Lawmakers cut $8,000 in equipment, education and supplies from the suggested $57,000 budget for recycling operations next year. The total included $54,000 for equipment and $20,000 to hold a household hazardous waste disposal day next year.
Even though the Social Services 2007 budget projects a savings of $652,000 for the county, the supervisor from Pharsalia said he wasn’t “ecstatic” about it. Justifying four new employees to a staff of 91 is “awfully easy” when a budget is down, he said. Numbers are projected to be down to record levels in day care, Family Health Plus, Foster Care, medical assistance and other areas next year.
“If down,” Brown asked, “Why add four people?”

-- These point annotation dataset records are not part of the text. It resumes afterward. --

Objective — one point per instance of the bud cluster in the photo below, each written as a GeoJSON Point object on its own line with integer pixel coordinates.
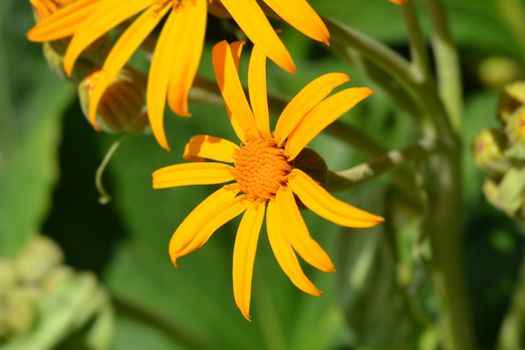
{"type": "Point", "coordinates": [37, 293]}
{"type": "Point", "coordinates": [122, 107]}
{"type": "Point", "coordinates": [500, 154]}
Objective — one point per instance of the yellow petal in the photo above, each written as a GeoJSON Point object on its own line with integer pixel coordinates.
{"type": "Point", "coordinates": [323, 115]}
{"type": "Point", "coordinates": [236, 48]}
{"type": "Point", "coordinates": [192, 174]}
{"type": "Point", "coordinates": [244, 256]}
{"type": "Point", "coordinates": [219, 208]}
{"type": "Point", "coordinates": [109, 14]}
{"type": "Point", "coordinates": [300, 15]}
{"type": "Point", "coordinates": [258, 29]}
{"type": "Point", "coordinates": [297, 232]}
{"type": "Point", "coordinates": [63, 23]}
{"type": "Point", "coordinates": [124, 48]}
{"type": "Point", "coordinates": [191, 27]}
{"type": "Point", "coordinates": [257, 89]}
{"type": "Point", "coordinates": [284, 253]}
{"type": "Point", "coordinates": [210, 147]}
{"type": "Point", "coordinates": [159, 75]}
{"type": "Point", "coordinates": [318, 200]}
{"type": "Point", "coordinates": [232, 91]}
{"type": "Point", "coordinates": [302, 103]}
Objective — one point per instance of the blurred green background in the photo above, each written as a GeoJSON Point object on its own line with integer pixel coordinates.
{"type": "Point", "coordinates": [49, 155]}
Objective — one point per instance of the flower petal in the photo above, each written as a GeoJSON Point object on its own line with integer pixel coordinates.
{"type": "Point", "coordinates": [300, 15]}
{"type": "Point", "coordinates": [323, 115]}
{"type": "Point", "coordinates": [297, 232]}
{"type": "Point", "coordinates": [63, 23]}
{"type": "Point", "coordinates": [318, 200]}
{"type": "Point", "coordinates": [232, 91]}
{"type": "Point", "coordinates": [210, 147]}
{"type": "Point", "coordinates": [244, 256]}
{"type": "Point", "coordinates": [192, 174]}
{"type": "Point", "coordinates": [188, 50]}
{"type": "Point", "coordinates": [109, 14]}
{"type": "Point", "coordinates": [255, 25]}
{"type": "Point", "coordinates": [302, 103]}
{"type": "Point", "coordinates": [219, 208]}
{"type": "Point", "coordinates": [257, 89]}
{"type": "Point", "coordinates": [159, 75]}
{"type": "Point", "coordinates": [284, 253]}
{"type": "Point", "coordinates": [124, 48]}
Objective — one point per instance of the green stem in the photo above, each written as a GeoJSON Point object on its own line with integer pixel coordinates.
{"type": "Point", "coordinates": [105, 198]}
{"type": "Point", "coordinates": [418, 48]}
{"type": "Point", "coordinates": [178, 334]}
{"type": "Point", "coordinates": [447, 63]}
{"type": "Point", "coordinates": [365, 172]}
{"type": "Point", "coordinates": [513, 326]}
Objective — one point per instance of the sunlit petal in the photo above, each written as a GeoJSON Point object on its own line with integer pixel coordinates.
{"type": "Point", "coordinates": [257, 89]}
{"type": "Point", "coordinates": [284, 253]}
{"type": "Point", "coordinates": [109, 14]}
{"type": "Point", "coordinates": [124, 48]}
{"type": "Point", "coordinates": [192, 174]}
{"type": "Point", "coordinates": [210, 147]}
{"type": "Point", "coordinates": [302, 103]}
{"type": "Point", "coordinates": [318, 200]}
{"type": "Point", "coordinates": [323, 115]}
{"type": "Point", "coordinates": [197, 228]}
{"type": "Point", "coordinates": [297, 232]}
{"type": "Point", "coordinates": [63, 23]}
{"type": "Point", "coordinates": [300, 15]}
{"type": "Point", "coordinates": [190, 27]}
{"type": "Point", "coordinates": [257, 28]}
{"type": "Point", "coordinates": [244, 256]}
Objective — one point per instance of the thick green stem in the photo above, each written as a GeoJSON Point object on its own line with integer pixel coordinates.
{"type": "Point", "coordinates": [364, 172]}
{"type": "Point", "coordinates": [511, 335]}
{"type": "Point", "coordinates": [444, 228]}
{"type": "Point", "coordinates": [447, 64]}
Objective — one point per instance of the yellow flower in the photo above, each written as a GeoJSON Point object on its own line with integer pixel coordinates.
{"type": "Point", "coordinates": [178, 51]}
{"type": "Point", "coordinates": [263, 174]}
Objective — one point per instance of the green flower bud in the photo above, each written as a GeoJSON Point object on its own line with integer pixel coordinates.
{"type": "Point", "coordinates": [488, 151]}
{"type": "Point", "coordinates": [511, 99]}
{"type": "Point", "coordinates": [122, 106]}
{"type": "Point", "coordinates": [38, 259]}
{"type": "Point", "coordinates": [515, 127]}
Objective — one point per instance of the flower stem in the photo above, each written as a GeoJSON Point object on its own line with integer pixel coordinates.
{"type": "Point", "coordinates": [447, 63]}
{"type": "Point", "coordinates": [105, 198]}
{"type": "Point", "coordinates": [511, 335]}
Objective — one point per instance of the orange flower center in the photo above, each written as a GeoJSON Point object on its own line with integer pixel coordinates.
{"type": "Point", "coordinates": [261, 168]}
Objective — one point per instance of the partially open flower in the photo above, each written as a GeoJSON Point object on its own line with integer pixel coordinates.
{"type": "Point", "coordinates": [122, 107]}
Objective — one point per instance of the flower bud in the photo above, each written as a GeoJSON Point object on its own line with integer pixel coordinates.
{"type": "Point", "coordinates": [515, 127]}
{"type": "Point", "coordinates": [488, 152]}
{"type": "Point", "coordinates": [511, 99]}
{"type": "Point", "coordinates": [122, 106]}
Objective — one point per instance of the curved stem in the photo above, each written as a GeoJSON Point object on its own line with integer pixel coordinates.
{"type": "Point", "coordinates": [364, 172]}
{"type": "Point", "coordinates": [105, 198]}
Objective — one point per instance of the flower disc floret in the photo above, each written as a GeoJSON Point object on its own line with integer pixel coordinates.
{"type": "Point", "coordinates": [261, 168]}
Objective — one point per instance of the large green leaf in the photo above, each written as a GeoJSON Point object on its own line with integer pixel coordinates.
{"type": "Point", "coordinates": [31, 105]}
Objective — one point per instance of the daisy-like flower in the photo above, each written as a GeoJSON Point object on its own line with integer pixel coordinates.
{"type": "Point", "coordinates": [265, 180]}
{"type": "Point", "coordinates": [179, 47]}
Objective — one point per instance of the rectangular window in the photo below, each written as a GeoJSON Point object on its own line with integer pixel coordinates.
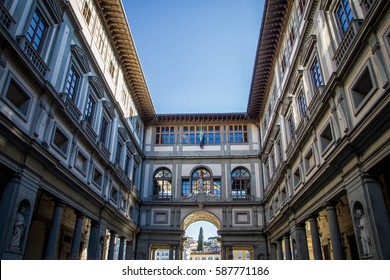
{"type": "Point", "coordinates": [72, 83]}
{"type": "Point", "coordinates": [98, 178]}
{"type": "Point", "coordinates": [90, 109]}
{"type": "Point", "coordinates": [302, 104]}
{"type": "Point", "coordinates": [309, 160]}
{"type": "Point", "coordinates": [238, 134]}
{"type": "Point", "coordinates": [118, 153]}
{"type": "Point", "coordinates": [17, 98]}
{"type": "Point", "coordinates": [291, 126]}
{"type": "Point", "coordinates": [297, 177]}
{"type": "Point", "coordinates": [316, 74]}
{"type": "Point", "coordinates": [185, 187]}
{"type": "Point", "coordinates": [105, 131]}
{"type": "Point", "coordinates": [36, 30]}
{"type": "Point", "coordinates": [165, 135]}
{"type": "Point", "coordinates": [81, 161]}
{"type": "Point", "coordinates": [60, 140]}
{"type": "Point", "coordinates": [326, 138]}
{"type": "Point", "coordinates": [88, 13]}
{"type": "Point", "coordinates": [344, 14]}
{"type": "Point", "coordinates": [217, 187]}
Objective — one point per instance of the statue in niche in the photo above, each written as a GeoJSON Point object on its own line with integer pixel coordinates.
{"type": "Point", "coordinates": [18, 229]}
{"type": "Point", "coordinates": [363, 232]}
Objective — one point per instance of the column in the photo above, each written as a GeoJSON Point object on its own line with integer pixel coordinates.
{"type": "Point", "coordinates": [273, 251]}
{"type": "Point", "coordinates": [129, 250]}
{"type": "Point", "coordinates": [287, 247]}
{"type": "Point", "coordinates": [121, 247]}
{"type": "Point", "coordinates": [230, 253]}
{"type": "Point", "coordinates": [279, 250]}
{"type": "Point", "coordinates": [315, 237]}
{"type": "Point", "coordinates": [111, 247]}
{"type": "Point", "coordinates": [170, 252]}
{"type": "Point", "coordinates": [335, 238]}
{"type": "Point", "coordinates": [75, 249]}
{"type": "Point", "coordinates": [51, 245]}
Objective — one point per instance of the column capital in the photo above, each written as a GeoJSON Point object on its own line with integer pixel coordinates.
{"type": "Point", "coordinates": [313, 216]}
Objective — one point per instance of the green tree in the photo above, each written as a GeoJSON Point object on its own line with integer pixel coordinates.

Commissioner Bette Osborne’s request for a new caseworker in the employment unit, in particular, was picked apart.
Recent federal and state reimbursement rates for employment services are at stake, she said. Chenango County needs to position itself to be successful in the changes in order to reduce the potential financial liability. New areas of community work need to be implemented, families that have multiple barriers to employment must be identified, and preventative case management services implemented in order to help them attain self sufficiency to what ever level they are able. Physical, mental health and drug and alcohol disabilities no longer exempt individuals from being included in the “work limited” classifications. More creative and intensive supports are needed to enable engagement of this percentage of the cases.
“We are handling more difficult people, even though the numbers are down,” Osborne said. “Before we took them at a loss. We have to find something that the feds will classify as work for them to do.”
Brown lamented spending $150,000 on a three member staff “to deal with these people who have little or no success working.”
“Do you find that your roll these same people over and over and over?” Outwater asked.
Osborne said the department usually has about a 25 to 30 percent turn over, but 200 clients is a static number. “There will always be some people in the county that we will always have to take care of,” she said.